34

8.4K 2.4K 233
                                    

"Mereka memang serasi sekali."

"Iya, Bu. Anaknya lucu-lucu."

"Baik pula ya, Pak."

"Anaknya kan dari dulu baik. Ingat nggak? Kalau beli es di sini pasti bayarnya dilebihin. Mana kalau liat orang minum sini ditraktir semua."

"Lah, iya, dulu masih SMA padahal, tapi uangnya juga banyak. Naik motor juga kan, Pak? Bapak ingat motornya yang bagus itu? Ibu nggak pernah liat ada yang orang di sini yang punya dulu."

"Sepertinya dia anak orang berada, Bu."

"Iya, Pak. Tadi aja ke sini sudah bawa mobil. Bagus pula. Seperti yang ibu liat di tivi-tivi. Ibu tidak bisa bayangin harganya."

"Sepertinya kita nabung seumur hidup pun tak terbeli, Bu, mobilnya yang tadi."

"Iya, Pak. Kita jual ini kios kecil juga tidak terbeli. Tapi Bapak ingat siapa namanya?"

"Bapak tak tahu. Dari dulu dia kan tidak pernah memperkenalkan diri. Kita panggilnya 'Nak' saja."

"Iya ... ya. Kalau dipikir-pikir, kenal sepuluh tahun, aneh juga kita tak tahu namanya, Pak."

"Besok kalau  dia misalnya mampir ke sini lagi, kita tanyain namanya, Bu."

"Iya, Pak. Oya, Bapak ingat nanti siapa itu orang yang mau ditemui Fikri?"

"Badai. Pak Badai. Bapak tidak akan lupa. Pesannya kan suruh Fikri bilang kalau Pak Ombak minta bekerja di sana."

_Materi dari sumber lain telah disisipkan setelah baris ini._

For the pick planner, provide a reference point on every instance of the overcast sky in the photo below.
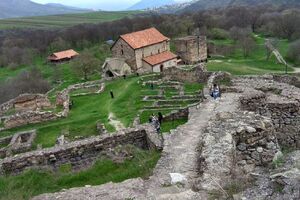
(96, 4)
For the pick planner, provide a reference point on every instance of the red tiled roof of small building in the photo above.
(63, 54)
(144, 38)
(160, 58)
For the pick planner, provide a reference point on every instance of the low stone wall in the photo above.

"Sepertinya Pak Ombak orang penting di sana ya, Pak."

"Iya, mungkin saja bosnya."

"Tapi dari mana lelaki tadi kenal sama Pak Ombak ya, Bu?"

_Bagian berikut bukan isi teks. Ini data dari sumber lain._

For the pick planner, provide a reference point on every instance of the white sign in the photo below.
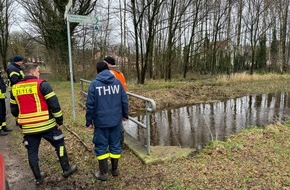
(69, 4)
(82, 19)
(67, 8)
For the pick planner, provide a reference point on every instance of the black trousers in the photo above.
(32, 142)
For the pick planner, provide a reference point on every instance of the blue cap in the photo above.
(17, 58)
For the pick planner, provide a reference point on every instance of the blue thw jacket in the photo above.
(107, 101)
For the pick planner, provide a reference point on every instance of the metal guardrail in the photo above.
(150, 108)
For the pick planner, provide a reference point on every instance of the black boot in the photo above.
(3, 133)
(6, 129)
(39, 176)
(115, 171)
(67, 169)
(40, 181)
(102, 174)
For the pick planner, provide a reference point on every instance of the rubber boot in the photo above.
(3, 133)
(115, 171)
(66, 167)
(102, 174)
(39, 176)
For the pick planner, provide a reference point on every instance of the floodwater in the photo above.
(194, 126)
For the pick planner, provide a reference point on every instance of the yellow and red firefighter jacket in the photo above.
(35, 105)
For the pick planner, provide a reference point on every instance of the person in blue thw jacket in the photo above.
(106, 107)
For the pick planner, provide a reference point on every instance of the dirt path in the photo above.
(18, 174)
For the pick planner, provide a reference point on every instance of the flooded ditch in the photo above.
(194, 126)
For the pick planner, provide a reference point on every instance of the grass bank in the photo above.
(252, 159)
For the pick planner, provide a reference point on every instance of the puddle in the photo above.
(194, 126)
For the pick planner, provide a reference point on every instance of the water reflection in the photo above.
(194, 126)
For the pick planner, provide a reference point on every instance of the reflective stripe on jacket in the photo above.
(33, 109)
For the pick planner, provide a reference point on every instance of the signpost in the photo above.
(76, 19)
(82, 19)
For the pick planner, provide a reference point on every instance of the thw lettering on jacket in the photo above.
(108, 90)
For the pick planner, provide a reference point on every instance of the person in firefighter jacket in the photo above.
(106, 107)
(3, 128)
(39, 115)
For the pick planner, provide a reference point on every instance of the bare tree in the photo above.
(5, 23)
(49, 26)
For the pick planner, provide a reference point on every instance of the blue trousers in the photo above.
(107, 142)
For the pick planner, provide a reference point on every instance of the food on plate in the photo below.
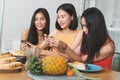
(5, 55)
(7, 60)
(11, 65)
(78, 65)
(51, 65)
(18, 53)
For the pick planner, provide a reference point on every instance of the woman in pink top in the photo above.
(97, 46)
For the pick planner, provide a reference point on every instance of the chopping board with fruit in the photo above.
(52, 68)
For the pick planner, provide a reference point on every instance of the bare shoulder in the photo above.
(80, 33)
(54, 32)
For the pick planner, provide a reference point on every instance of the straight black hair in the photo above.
(33, 34)
(97, 33)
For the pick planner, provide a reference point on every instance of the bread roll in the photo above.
(4, 55)
(11, 65)
(7, 60)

"Entahlah, tapi kan dia kaya, mungkin saja Pak Ombak itu paman atau malah orang tuanya. Dia kerja di pabrik kan katanya?"

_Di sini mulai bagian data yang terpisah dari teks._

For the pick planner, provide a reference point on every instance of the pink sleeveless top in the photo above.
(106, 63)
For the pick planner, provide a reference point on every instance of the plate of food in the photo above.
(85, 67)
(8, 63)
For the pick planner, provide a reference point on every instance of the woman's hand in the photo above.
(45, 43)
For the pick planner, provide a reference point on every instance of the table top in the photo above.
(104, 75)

"Iya. Udah jangan kita pusingin. Yang penting Fikri bisa diterima kerja di pabrik gula itu. Masa sulit begini, semua serba mahal, pekerjaan setengah mati mau dicari, untung kita dibukakan jalan. Katanya pemegang pabrik gula itu orang baru, Pak. Yang kemarin diganti soalnya tidak becus."

"Tau dari mana, Bu?"

"Saimah kan anaknya kerja di sana. Katanya yang megang dulu itu payah sekali, makanya ditendang sama
Pemilik yang sekarang. Tukang nilep pula, Pak. Duit pabrik masuk kantong pribadinya."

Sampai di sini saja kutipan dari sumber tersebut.